Nearly all bets are off at the Westminster Senior Center now that Carroll County officials have enforced a longstanding ban on wagers.

For years, the center patrons have spiced up card games, billiard contests and daily bingo calls with small pots, usually with a 25 cent limit per player.

But when the center's administrators recently discovered money on the card tables, pots for billiards and betting on bingo, they could not dismiss it, said Janet B. Flora, chief of the county Bureau of Aging. The county code specifically prohibits wagering, including bets on bingo games, on public property, officials said.

"Gambling is illegal here," Flora said. "The code does not differentiate, and we could not ignore it.

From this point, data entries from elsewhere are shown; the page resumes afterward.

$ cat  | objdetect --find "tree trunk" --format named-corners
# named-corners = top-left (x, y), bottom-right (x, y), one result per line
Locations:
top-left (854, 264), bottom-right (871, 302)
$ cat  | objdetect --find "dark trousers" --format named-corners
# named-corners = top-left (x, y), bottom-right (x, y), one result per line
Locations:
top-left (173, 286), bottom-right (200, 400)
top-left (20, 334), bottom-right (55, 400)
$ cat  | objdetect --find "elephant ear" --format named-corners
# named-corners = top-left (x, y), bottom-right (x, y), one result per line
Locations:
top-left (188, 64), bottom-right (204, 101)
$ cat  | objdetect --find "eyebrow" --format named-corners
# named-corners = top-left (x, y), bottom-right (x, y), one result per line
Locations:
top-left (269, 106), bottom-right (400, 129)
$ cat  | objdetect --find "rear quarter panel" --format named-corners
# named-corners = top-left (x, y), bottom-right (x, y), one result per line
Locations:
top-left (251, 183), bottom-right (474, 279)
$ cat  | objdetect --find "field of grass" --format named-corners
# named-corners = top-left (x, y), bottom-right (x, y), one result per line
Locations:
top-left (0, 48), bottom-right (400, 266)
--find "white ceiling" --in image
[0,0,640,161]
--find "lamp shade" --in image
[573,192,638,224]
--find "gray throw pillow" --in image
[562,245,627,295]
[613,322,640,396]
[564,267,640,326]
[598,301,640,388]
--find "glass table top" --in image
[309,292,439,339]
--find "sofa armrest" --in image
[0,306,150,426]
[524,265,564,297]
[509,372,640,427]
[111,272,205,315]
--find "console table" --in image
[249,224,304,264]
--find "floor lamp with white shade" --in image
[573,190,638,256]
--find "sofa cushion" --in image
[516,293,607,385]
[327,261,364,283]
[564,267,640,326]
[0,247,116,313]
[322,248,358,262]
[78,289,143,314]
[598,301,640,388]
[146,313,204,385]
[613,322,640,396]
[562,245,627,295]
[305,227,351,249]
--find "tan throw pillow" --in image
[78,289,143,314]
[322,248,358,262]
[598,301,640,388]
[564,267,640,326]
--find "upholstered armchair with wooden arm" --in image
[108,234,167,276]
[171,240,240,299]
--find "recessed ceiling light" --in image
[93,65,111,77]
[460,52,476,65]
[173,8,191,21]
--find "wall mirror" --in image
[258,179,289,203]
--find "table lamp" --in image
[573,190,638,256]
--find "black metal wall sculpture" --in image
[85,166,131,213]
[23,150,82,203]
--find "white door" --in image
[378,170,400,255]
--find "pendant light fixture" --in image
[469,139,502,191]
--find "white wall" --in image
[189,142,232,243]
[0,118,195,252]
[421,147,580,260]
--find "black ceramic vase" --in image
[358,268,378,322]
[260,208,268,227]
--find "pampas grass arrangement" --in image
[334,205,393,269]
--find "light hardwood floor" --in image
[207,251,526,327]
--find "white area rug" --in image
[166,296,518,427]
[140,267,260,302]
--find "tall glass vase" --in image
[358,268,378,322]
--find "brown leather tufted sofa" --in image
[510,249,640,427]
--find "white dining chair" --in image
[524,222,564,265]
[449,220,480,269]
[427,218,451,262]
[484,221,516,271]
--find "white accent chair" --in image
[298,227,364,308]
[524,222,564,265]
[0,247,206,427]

I know this represents a change, even a loss. It is someone else telling you what you can and can't do."

Wagner "Bud" Miller, 82, said the county should "give us a break. We are not in kindergarten, but they are taking our fun away."

County Attorney Kimberly Millender said state law controls gaming events and gambling regulations are enacted by the legislature and vary by jurisdiction.

"Casino nights are allowed in Howard County but not in Carroll, for instance," she said. "The state legislature has created different provisions for every county. Nobody really cares about pennies wagered, but we learned some of the card game pots got kind of rich."

Flora secured a permit at no cost from the county tax office about a week ago. It allows bingo betting once a week, but the center has banned all other wagers. The policy is particularly galling for pool players, such as Miller, who said a few cents can make a game more interesting.

A percentage of the billiard bets helped keep the tables and equipment in good order, said Mary Sanders, 75, secretary-treasurer of the county's Senior Pool League, which has about 50 members.

"You might win $2 or $3 if you were really lucky," Sanders said. "Now what will we do to pay for maintenance?"

Bill Fitzgerald, 68, co-captain of the Mount Airy senior billiards league, was offended by the new policy.

"Nobody is going to make a living from the gambling that goes on here," he said. "We are talking about pennies for bingo and quarters for pool."

On Thursdays, according to the new permit, players can wager pennies or nickels for each bingo card as they have done for as long as any of them can remember.

On the other days, winners have to be content with a donated prize, typically a package of peanut butter crackers or a small bag of pretzels or chips.

"So now we are playing for snacks that we don't need," said Irene Brooks, bingo caller for about 10 players yesterday. "We all helped build this building. Why can't we play for pennies?"

As many as 40 people typically played the penny-a-card game with the winner taking all, Brooks said. The bingo crowd has thinned considerably since the county insisted on strict adherence of the anti-gambling policy, she said.

"We have to stand on our policy that gambling is not allowed on county property," said Steven D. Powell, the county commissioners' chief of staff.

Informed of the gambling and the need for enforcing county law, Commissioner Dean L. Minnich called the policy against penny bets unrealistic.

"So what if our seniors want to bet on a game?" he asked. "Why can't others just mind their own business and leave these people alone?"